🧱 Brick Complexity Extractor

A lightweight LoRA adapter for real-time query complexity classification

Regolo.ai · Dataset · Brick SR1 on GitHub · API Docs

Overview
The Problem: Why LLM Routing Needs Complexity Classification
Model Details
Architecture
Label Definitions
Performance
Quick Start
GGUF Quantized Models
Integration with Brick Semantic Router
Intended Uses
Limitations
Training Details
Environmental Impact
Citation
About Regolo.ai

Overview

Brick Complexity Extractor is a LoRA adapter fine-tuned on Qwen3.5-0.8B that classifies user queries into three complexity tiers: easy, medium, and hard. It is a core signal in the Brick Semantic Router, Regolo.ai's open-source multi-model routing system.

The adapter adds only ~2M trainable parameters on top of the 0.8B base model, making it fast enough to run as a pre-inference classification step with negligible latency overhead (<15ms on a single GPU).

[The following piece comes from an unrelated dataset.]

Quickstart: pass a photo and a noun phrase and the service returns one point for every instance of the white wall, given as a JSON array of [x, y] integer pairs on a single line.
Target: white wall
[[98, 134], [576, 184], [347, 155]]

The Problem: Why LLM Routing Needs Complexity Classification

Not all prompts are equal. A factual recall question ("What is the capital of France?") and a multi-step reasoning task ("Derive the optimal portfolio allocation given these constraints…") require fundamentally different compute budgets. Sending every query to a frontier reasoning model wastes resources; sending hard queries to a lightweight model degrades quality.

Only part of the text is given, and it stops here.